Mais “l’immatérialité qui passe dans la matière est ce qu’on appelle la grâce”, nous dit encore Bergson. Une danseuse est gracieuse quand les formes et les mouvements qu’effectue son corps traduisent parfaitement un sentiment ou une passion. Son corps se met à produire de la pensée et des images, tout comme le tableau de Lorenzetti pense.

De même un objet, aussi banal qu’il soit, peut se révéler créateur, si sa matière contient du sens. Un objet peut devenir poétique, non pas comme celui sur lequel se surajoute un sentiment humain, mais comme une matière qui contient elle-même ses potentialités propres, ses propres significations. Toute la poésie de Francis Ponge repose sur cette réévaluation de la matière.

“L’immatérialité qui passe dans la matière est ce qu’on appelle la grâce” (Bergson)

 

Si poiein, en grec, c’est faire, alors le poème liminaire du Parti pris des choses (“Pluie”), nous montre que les gouttes produites par la chute sont elles-mêmes productives. D’une “chute implacable”, d’une “précipitation sempiternelle sans vigueur”, les gouttes prennent forme une fois qu’elles ont rencontré la terre. Il faut s’imaginer tout le mouvement que crée cette chute, le ruissellement de l’eau sur les vitres et sur les toits, le lent égouttement en “berlingots convexes” suspendus aux accoudoirs des fenêtres… “Chacune de ces formes a une allure particulière ; il y répond un bruit particulier. Le tout vit avec intensité comme un mécanisme compliqué, aussi précis que hasardeux”. La chute d’eau éveille alors tous les sens qui se répondent : c’est l’enfant qui tire la langue pour goûter l’eau de pluie, l’odeur des pavés mouillés, la résonance des sons… Ce qui était vapeur planante s’alourdit et prend vie dans la matière : la chute, c’est le moment fécond d’une naissance, c’est une mise au monde.

Mais Ponge ne prolonge pas la tradition du poète-prophète, celui qui contemple une Nature grandiose ou quelque Idée. Il est un humble réparateur de ce qui est tombé dans l’indifférence et l’anonymat. Il s’humilie comme le Dieu sauveur d’une humanité déjà créée. Il fait chuter toute poésie dans la matérialité.

La poésie de Ponge refuse la dimension purement spirituelle de la création littéraire et se rabat sur sa dimension corporelle.
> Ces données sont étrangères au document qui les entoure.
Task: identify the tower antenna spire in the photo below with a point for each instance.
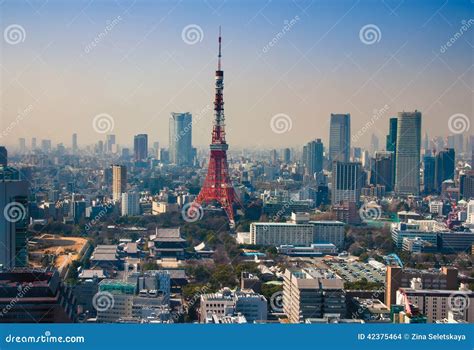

Une formule est poétique quand la vibration de la gorge, le mouvement de la langue et des lèvres, mais aussi le contact de la plume sur la feuille y sont perceptibles. Un état d’âme n’est pas poétique tant qu’il ne traverse pas le corps. La poésie traduit donc l’épaisseur du corps, ses gestes, et non une parole divine : il faut “une même secousse de l’esprit et du poignet” (“Notes pour mon Picasso-Draeger”). Le seul pari de vouloir décrire des objets du quotidien (“Le pain”, “L’huître”,  “L’orange”, “Le cageot”, “La bougie”), ramène le monde poétique de Ponge aux plus petits détails de la matière et aux subtiles sensations qu’elles produisent. Comme dans l’Annonciation de Lorenzetti, l’enjeu n’est pas de représenter mais de figurer un mouvement de la pensée qui se fait chair.